May sound gratifying, but it’s really just sad.
So instead? I present you with a Walnut and Honey Spiced Protein Shake, because protein shakes are healthier for you than ice cream and give you a perfectly good excuse to have a ‘milkshake’ for breakfast. If this idea doesn’t titillate your lady tastes, I don’t know what will.
- 1/2 cup low-fat cottage cheese or yogurt*
- 2 Tbsp walnuts (toasted or raw)
- 10-15 ice cubes
- 1/3 cup cold water
- 1 scoop vanilla protein powder*
- 2 packets stevia, or sweetener to taste*
- 1 tsp vanilla extract
- equal pinches cardamom and coriander*
- optional: 1/2 tsp xanthan gum
- optional: 1-2 tsp honey
- Blend all ingredients together until smooth. Add more ice to make thicker, and more water to thin out.

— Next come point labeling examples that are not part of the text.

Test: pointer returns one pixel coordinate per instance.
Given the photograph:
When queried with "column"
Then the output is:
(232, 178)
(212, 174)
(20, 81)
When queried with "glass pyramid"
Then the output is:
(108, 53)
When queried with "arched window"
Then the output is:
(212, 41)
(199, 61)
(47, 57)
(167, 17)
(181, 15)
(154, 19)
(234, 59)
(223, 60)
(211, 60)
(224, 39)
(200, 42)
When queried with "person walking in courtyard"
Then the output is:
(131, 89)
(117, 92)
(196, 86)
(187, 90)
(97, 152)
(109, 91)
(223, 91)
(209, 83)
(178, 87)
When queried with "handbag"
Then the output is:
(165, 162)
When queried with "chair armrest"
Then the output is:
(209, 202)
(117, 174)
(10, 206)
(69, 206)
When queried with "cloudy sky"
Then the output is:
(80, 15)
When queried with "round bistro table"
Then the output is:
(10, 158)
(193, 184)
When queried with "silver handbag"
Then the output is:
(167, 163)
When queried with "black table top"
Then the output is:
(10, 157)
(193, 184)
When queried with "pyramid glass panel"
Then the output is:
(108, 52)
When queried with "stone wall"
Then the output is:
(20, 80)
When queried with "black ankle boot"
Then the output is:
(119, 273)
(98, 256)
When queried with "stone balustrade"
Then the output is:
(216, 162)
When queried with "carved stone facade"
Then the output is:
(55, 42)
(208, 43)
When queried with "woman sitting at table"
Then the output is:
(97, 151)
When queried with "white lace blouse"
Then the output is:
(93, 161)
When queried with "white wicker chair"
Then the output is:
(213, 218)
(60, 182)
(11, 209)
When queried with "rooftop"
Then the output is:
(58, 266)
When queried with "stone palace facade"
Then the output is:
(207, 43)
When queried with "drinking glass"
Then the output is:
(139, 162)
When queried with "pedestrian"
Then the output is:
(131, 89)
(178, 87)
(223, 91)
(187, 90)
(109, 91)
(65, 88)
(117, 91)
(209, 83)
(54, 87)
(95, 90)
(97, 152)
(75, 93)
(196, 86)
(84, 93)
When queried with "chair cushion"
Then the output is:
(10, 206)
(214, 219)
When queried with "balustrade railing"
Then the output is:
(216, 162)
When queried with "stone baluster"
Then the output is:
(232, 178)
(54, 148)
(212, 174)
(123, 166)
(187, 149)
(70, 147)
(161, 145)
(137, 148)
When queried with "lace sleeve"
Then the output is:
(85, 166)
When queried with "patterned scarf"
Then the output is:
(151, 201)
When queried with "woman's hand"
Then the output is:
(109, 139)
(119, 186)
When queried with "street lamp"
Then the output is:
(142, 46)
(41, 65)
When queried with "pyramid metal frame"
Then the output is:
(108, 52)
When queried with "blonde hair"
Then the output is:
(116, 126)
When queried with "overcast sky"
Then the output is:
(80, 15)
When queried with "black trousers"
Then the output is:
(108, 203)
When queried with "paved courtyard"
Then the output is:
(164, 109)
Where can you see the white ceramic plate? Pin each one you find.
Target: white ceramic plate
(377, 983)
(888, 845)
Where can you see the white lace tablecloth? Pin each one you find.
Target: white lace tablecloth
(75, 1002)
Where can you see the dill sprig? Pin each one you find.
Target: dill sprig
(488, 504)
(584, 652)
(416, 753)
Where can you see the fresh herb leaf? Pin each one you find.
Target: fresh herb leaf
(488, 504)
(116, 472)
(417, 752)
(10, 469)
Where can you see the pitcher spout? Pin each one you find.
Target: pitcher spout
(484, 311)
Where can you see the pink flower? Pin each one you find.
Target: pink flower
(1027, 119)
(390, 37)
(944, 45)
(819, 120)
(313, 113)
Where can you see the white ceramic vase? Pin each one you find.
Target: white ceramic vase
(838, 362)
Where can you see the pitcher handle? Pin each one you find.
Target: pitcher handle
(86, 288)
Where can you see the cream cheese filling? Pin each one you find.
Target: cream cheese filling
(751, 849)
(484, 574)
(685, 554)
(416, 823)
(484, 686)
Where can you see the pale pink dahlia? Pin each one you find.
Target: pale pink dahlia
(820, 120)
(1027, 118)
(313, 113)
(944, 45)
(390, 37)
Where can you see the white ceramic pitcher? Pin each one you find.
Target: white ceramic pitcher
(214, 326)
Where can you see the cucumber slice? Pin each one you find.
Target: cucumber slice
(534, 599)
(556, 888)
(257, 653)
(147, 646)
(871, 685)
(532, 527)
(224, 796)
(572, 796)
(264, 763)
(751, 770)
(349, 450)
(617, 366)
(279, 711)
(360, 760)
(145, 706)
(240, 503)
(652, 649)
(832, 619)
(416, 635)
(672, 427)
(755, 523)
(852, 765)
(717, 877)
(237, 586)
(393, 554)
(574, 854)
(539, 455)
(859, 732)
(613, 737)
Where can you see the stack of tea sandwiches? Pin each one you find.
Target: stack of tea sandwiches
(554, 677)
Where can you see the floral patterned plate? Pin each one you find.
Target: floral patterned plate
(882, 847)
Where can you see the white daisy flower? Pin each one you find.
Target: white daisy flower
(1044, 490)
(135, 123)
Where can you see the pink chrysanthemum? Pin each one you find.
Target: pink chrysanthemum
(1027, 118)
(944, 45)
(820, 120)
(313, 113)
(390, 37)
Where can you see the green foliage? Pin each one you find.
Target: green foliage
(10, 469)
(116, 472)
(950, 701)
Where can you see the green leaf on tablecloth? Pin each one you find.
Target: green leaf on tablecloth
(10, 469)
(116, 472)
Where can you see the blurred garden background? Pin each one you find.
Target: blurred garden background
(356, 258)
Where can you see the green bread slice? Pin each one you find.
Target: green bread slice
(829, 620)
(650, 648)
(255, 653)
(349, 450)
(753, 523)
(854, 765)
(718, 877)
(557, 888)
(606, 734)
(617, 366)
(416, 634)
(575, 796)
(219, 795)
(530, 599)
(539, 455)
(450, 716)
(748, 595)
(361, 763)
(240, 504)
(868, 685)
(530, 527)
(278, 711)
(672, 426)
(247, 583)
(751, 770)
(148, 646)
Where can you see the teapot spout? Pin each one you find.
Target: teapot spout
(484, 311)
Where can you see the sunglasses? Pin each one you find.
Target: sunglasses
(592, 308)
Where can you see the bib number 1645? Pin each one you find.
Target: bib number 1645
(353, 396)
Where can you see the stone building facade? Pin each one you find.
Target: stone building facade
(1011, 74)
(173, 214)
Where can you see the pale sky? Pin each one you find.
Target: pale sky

- Pour into a glass drizzled with honey, or mix honey into shake.
*I use MRM vanilla whey protein powder, which has about 90 calories per scoop. It's byfar my favorite tasting protein power. Use a vegan protein powder to make this vegan.
*Sub other sweeteners, such as honey, maple syrup, agave, splenda, or truvia.
*Coriander and cardamom have a strong taste, so add a little at first, sample, and then add more to taste.
*Xantham gum is for thickness, and really makes a difference in texture in my opinion. However, it isn't necessary.
*Questions about substitutions, equipment, or troubleshooting? Check out our Recipe FAQ page.
*Nutrition information is a rough estimate for 1 of 2 servings without optional stevia or honey.
inspired by dashing dish
I can’t even begin to tell you how delicious this shake is. Thick and creamy, slightly spicy and plenty sweet, with lots of warm heartiness from the walnuts. This is byfar one of the best protein shakes I’ve ever had and will be a regular staple in my breakfast cycle.